Several types of mold remediation grants exist, so it's important to find one that applies to your situation. The Environmental Protection Agency (EPA) covers grants for the development of new mold-remediation techniques for small businesses or other institutions. It's possible for families and individuals to participate in these studies by allowing tests to be done on the mold in their homes.

The Federal Emergency Management Agency (FEMA) provides grant assistance for individuals and families who have been struck by a natural disaster; however, it only provides funding for specific types of mold. The Department of Housing and Urban Development (HUD) provides a block grant for Native Americans whose homes have mold that needs to be removed.

Preparation

If you're an individual applying for a mold remediation grant, it's important to have a mold removal specialist come to your home to test the mold to determine the mold type. For FEMA, if the type of mold present doesn't reveal the presence of a disaster-related mold, it won't be eligible for coverage. A disaster may be considered man-made or a natural disaster.

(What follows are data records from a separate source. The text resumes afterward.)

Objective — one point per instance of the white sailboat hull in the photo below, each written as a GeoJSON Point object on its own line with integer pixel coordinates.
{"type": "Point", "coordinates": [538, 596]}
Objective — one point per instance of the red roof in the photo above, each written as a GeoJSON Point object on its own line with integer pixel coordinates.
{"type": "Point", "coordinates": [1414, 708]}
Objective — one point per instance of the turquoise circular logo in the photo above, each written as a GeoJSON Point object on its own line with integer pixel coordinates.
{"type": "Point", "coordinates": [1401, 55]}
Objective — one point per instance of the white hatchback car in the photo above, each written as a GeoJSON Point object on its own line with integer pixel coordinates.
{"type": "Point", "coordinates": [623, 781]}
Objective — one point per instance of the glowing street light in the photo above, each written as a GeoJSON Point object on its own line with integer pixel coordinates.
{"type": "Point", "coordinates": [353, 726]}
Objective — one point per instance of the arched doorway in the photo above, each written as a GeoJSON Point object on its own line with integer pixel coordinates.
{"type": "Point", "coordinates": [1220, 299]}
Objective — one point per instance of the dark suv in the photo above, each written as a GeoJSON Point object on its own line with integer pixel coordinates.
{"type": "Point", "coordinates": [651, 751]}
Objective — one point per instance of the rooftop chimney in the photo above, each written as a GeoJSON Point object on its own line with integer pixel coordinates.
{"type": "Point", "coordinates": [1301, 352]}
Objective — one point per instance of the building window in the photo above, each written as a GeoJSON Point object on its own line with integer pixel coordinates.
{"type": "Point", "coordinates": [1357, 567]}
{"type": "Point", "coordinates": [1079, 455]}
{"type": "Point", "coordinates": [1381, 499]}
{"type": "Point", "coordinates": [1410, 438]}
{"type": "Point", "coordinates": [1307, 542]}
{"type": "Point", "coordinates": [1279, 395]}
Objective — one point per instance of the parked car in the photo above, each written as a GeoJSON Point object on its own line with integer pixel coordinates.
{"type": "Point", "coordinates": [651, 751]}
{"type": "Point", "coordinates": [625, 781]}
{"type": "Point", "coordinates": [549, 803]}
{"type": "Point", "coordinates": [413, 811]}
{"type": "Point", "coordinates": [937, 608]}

The contractor should give you an accurate estimate of the cost of removing the mold, as well as the type of actions that will be required to remove mold and where the mold is located. This is an essential step to take before you request any financial assistance.

Justification

Grants may require that you provide information about what measures have been taken when the problem with the mold first began. If sufficient measures were not taken, it's important to justify why this occurred. This may include the disruption of electricity, lack of access, equipment damage or insufficient resources. Keep extenuating circumstances in mind for your grant request.

Application

Most government agencies will require that you submit a grant request through Grants.gov, an online application system. It may be necessary to upload documentation or fill out the application online to submit a request. Most mold remediation grants will need to be submitted within 30 days of the natural or man-made disaster.